Perhaps working well alongside this is Trump’s persona and his style of being about to talk a lot. This includes the long rallies where he could speak nonstop for two hours -- so much so that people would depart early.
This translates well to podcasts. On the Joe Rogan podcast, Trump talked for three hours.
Critics may wonder how this can be effective -- let alone efficient.
We now may have the answer: It’s all about “authenticity” -- a word that can be attached to anything. Authentic politician? Authentic liar? Authentic sleazy businessperson? It doesn’t matter.
Authenticity doesn’t always come with traditional short TV interviews with journalists -- which can be heavily edited. And of course, there is much less of this in those 30-second or even minute-long political TV advertisements.

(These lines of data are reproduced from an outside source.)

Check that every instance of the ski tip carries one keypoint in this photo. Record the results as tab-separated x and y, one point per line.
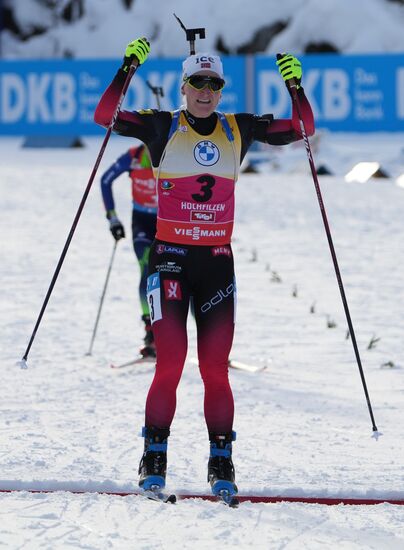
22	364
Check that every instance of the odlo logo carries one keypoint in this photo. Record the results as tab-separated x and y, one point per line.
217	298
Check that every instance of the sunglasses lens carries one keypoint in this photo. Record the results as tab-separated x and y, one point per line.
200	82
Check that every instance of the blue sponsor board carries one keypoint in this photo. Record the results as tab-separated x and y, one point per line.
350	93
59	97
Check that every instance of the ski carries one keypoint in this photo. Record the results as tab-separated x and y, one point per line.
140	360
233	364
264	499
239	365
227	498
159	496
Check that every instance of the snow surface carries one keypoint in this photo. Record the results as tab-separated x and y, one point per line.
359	26
71	422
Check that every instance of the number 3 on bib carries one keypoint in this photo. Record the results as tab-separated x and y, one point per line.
206	189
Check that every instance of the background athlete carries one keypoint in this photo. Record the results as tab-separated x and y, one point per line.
196	155
136	163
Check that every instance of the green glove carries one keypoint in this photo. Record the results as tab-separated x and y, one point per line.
289	67
138	49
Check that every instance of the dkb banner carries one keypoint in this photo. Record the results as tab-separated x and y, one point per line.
348	93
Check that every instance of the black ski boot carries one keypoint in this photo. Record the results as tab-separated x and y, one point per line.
149	348
221	475
153	465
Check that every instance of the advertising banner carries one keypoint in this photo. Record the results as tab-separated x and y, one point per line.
58	97
348	93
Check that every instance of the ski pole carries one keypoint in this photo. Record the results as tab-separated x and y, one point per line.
293	89
131	72
104	290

Legacy TV marketing is not going away. But consider that a deeper dive into all things political is now less about going to a politician's website to find out whether they plan to raise or lower taxes, and less about whether they potentially have broken the law.
The deeper dive comes in a vague area that can be very time-consuming. Hearing a politician babble -- and not always in a constructive way. Digital media is the necessary channel for these unedited-sounding, rougher appearances that some key political consumers apparently want -- even if the person talking is making up crazy stuff.
TV advertisers -- of all types, including political marketers -- have spent a lot of effort around data and metrics terms like “awareness” and “attention.” Now there may be another “a” word now to consider: "authenticity." Now try and go measure that.